« La première victime d'une guerre, c'est la Vérité » écrivit Rudyard Kipling. Et c’est ce que l’on observe encore ces jours-ci dans la guerre livrée par les artistes et les fonctionnaires de la culture contre les coupes du gouvernement conservateur.
La vidéo « Culture en péril » (vue 500 000 fois sur YouTube) traite du sujet sur le registre de l’humour mais se termine sur un plan prétendument factuel. Une voix hors champ nous renseigne: « Chaque dollar investi dans les industries culturelles rapporte onze fois plus en bénéfices directs ou indirects ». L’affirmation est attribuée au Conference Board qui en août a publié une étude sur le secteur culturel canadien.

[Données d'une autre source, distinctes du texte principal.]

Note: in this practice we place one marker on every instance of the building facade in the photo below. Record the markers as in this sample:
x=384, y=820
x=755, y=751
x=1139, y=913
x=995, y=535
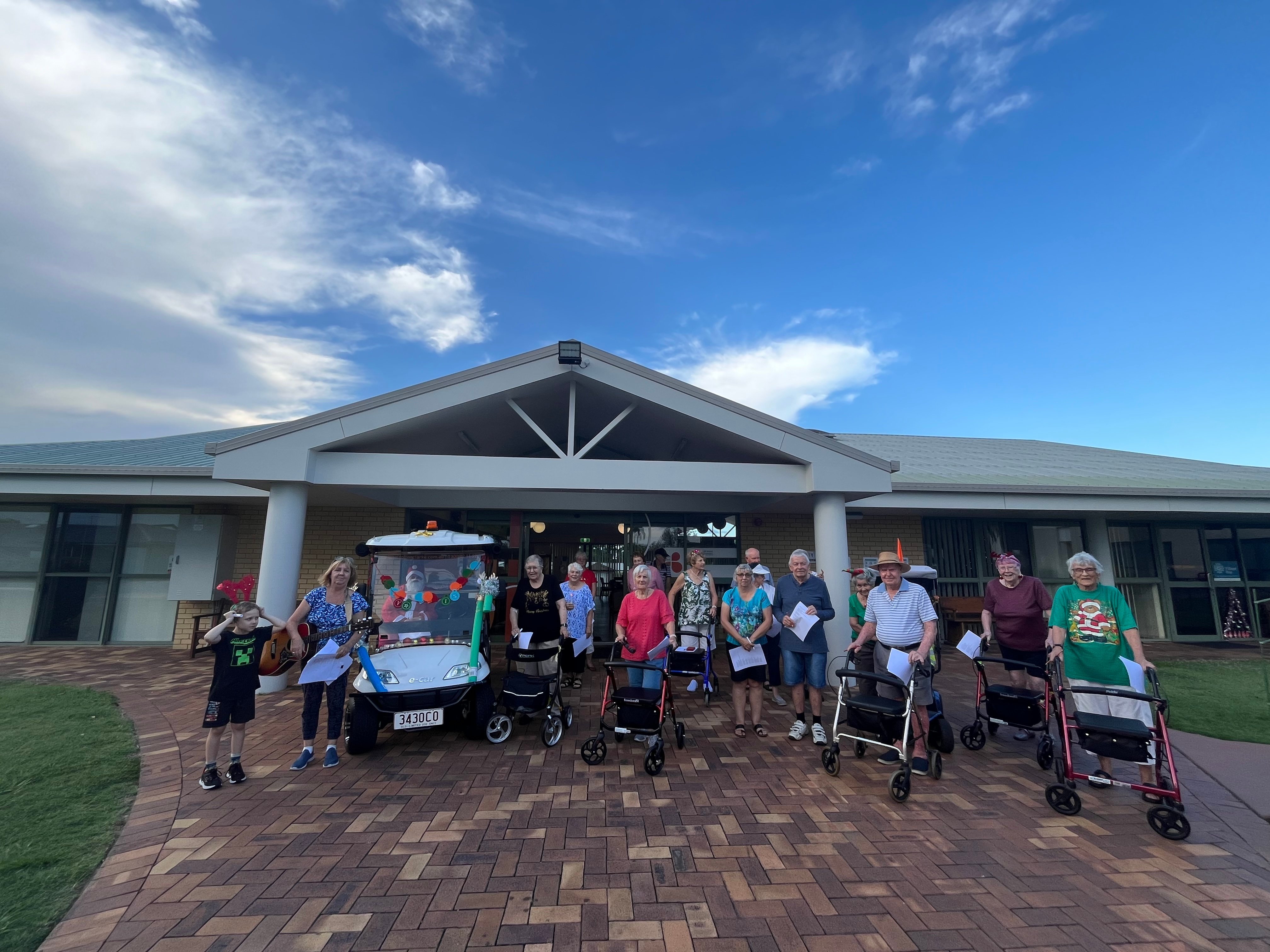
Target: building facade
x=125, y=541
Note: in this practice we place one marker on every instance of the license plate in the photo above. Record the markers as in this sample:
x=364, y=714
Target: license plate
x=406, y=720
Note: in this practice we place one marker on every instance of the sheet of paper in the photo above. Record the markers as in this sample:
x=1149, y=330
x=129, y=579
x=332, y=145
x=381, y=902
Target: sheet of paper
x=900, y=666
x=742, y=659
x=1137, y=676
x=324, y=667
x=971, y=645
x=661, y=649
x=803, y=622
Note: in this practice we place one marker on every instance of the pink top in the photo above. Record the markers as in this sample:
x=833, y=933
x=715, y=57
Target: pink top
x=644, y=621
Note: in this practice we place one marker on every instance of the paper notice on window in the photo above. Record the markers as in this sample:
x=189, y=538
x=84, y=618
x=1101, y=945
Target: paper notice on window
x=803, y=622
x=661, y=649
x=1137, y=676
x=971, y=645
x=900, y=666
x=743, y=659
x=324, y=667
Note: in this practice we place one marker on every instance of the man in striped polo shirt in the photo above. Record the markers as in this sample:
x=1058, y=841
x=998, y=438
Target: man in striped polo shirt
x=901, y=617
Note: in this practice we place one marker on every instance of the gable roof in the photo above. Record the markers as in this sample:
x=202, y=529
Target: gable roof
x=968, y=464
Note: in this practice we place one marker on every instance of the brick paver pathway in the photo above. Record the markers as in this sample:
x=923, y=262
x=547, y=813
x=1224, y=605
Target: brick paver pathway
x=439, y=843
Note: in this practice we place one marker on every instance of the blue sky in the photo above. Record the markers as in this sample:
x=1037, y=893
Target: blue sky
x=1009, y=219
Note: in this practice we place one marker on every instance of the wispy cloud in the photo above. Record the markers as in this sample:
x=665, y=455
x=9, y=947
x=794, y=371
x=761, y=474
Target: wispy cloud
x=465, y=45
x=187, y=249
x=784, y=376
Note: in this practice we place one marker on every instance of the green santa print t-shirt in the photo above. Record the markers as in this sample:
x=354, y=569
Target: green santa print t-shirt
x=1095, y=624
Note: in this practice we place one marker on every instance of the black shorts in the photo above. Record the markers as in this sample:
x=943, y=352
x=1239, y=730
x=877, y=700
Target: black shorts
x=229, y=710
x=1014, y=654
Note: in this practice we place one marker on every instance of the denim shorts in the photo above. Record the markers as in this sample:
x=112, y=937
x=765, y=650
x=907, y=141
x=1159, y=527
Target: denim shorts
x=804, y=668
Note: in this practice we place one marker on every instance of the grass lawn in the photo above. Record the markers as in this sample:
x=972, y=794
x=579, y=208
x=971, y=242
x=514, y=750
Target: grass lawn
x=70, y=772
x=1223, y=700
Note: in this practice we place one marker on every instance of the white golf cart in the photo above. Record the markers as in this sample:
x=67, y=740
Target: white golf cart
x=428, y=664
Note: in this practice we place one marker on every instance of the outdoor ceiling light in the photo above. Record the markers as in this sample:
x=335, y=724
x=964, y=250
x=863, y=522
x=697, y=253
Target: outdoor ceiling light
x=569, y=352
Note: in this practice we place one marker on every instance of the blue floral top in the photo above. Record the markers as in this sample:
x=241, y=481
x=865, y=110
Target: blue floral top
x=324, y=616
x=582, y=604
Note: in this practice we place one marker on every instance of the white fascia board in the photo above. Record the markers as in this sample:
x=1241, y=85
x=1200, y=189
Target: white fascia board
x=934, y=503
x=192, y=488
x=408, y=471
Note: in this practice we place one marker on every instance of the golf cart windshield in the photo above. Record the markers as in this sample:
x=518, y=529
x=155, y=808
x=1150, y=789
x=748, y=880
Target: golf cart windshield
x=427, y=597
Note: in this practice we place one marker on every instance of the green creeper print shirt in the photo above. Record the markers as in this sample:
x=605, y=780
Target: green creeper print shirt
x=1095, y=622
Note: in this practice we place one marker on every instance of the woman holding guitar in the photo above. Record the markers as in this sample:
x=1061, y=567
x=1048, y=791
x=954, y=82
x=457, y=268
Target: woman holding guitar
x=332, y=607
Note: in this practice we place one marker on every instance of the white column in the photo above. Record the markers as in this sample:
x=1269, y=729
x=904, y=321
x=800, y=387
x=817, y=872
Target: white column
x=1098, y=544
x=830, y=520
x=284, y=541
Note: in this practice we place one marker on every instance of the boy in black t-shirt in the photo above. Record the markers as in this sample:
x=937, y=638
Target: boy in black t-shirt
x=237, y=643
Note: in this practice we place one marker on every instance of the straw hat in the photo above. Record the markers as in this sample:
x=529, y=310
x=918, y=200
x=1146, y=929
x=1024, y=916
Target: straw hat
x=892, y=559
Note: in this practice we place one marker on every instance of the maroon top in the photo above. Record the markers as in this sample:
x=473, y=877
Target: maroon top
x=1019, y=615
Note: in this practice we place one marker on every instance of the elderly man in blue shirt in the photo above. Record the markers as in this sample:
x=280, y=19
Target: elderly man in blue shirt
x=901, y=617
x=804, y=658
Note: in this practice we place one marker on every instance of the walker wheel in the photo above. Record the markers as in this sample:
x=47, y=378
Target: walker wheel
x=1063, y=799
x=593, y=751
x=973, y=737
x=553, y=729
x=498, y=729
x=1046, y=752
x=900, y=786
x=655, y=760
x=1169, y=823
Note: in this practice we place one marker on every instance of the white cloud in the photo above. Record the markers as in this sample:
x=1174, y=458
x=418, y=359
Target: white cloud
x=784, y=377
x=460, y=42
x=180, y=248
x=182, y=13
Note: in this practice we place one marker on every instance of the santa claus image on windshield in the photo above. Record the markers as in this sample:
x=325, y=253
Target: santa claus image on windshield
x=1093, y=624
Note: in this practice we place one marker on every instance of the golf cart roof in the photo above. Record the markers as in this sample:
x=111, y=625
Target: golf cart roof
x=431, y=539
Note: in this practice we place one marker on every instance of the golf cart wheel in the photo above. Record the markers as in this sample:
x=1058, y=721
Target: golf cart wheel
x=1046, y=752
x=498, y=729
x=481, y=709
x=364, y=728
x=553, y=729
x=973, y=737
x=831, y=761
x=1063, y=799
x=900, y=786
x=655, y=760
x=593, y=752
x=1169, y=823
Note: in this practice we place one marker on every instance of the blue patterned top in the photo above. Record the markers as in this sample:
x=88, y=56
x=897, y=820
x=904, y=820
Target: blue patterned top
x=324, y=616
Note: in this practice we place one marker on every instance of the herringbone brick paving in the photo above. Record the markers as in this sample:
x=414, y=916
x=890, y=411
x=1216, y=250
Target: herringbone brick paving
x=433, y=842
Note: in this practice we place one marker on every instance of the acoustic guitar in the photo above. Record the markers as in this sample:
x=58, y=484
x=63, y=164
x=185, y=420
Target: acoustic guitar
x=277, y=658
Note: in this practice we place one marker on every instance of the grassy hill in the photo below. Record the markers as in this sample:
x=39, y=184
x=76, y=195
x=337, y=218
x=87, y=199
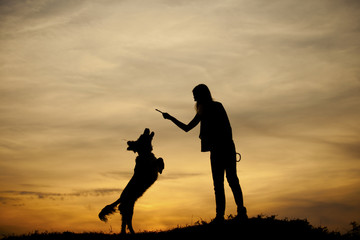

Cette étude a été largement récupérée par les critiques des coupes. Or, l’affirmation citée par la vidéo ne s’y trouve nulle part. Qui plus est, l’étude identifie sept « moteurs de l’économie créative ». Parmi ceux-ci, aucun n’a trait au soutien public aux arts. Voilà déjà un silence éloquent.
Pour en arriver à leur affirmation, les auteurs de la vidéo manipulent frauduleusement les chiffres de l’étude.
L’étude note que les différents paliers de gouvernement au Canada ont dépensé pour 7,9 milliards $ dans le secteur culturel en 2007. Elle calcule par ailleurs que ce secteur pèse pour 84,6 milliards $ dans le PIB si l’on compte ses impacts directs, indirects et induits. Pour illustrer, l’effet direct, c’est le revenu des créateurs. L’effet indirect, c’est une part du salaire de l’imprimeur qui imprime les affiches du spectacle, ainsi qu’une part du salaire du papetier qui en fabrique le papier. Enfin, l’effet induit, c’est une part du salaire de l’épicier chez qui le créateur, l’imprimeur et le papetier font leur courses, de même qu’une part du salaire du coiffeur chez qui cet épicier se fait tondre, et ainsi de suite. En additionnant tous les revenus provenant des multiples cycles de production et de consommation, on arrive à 84,6 milliards $. En divisant cette somme par la dépense publique, on trouve un rapport de onze pour un.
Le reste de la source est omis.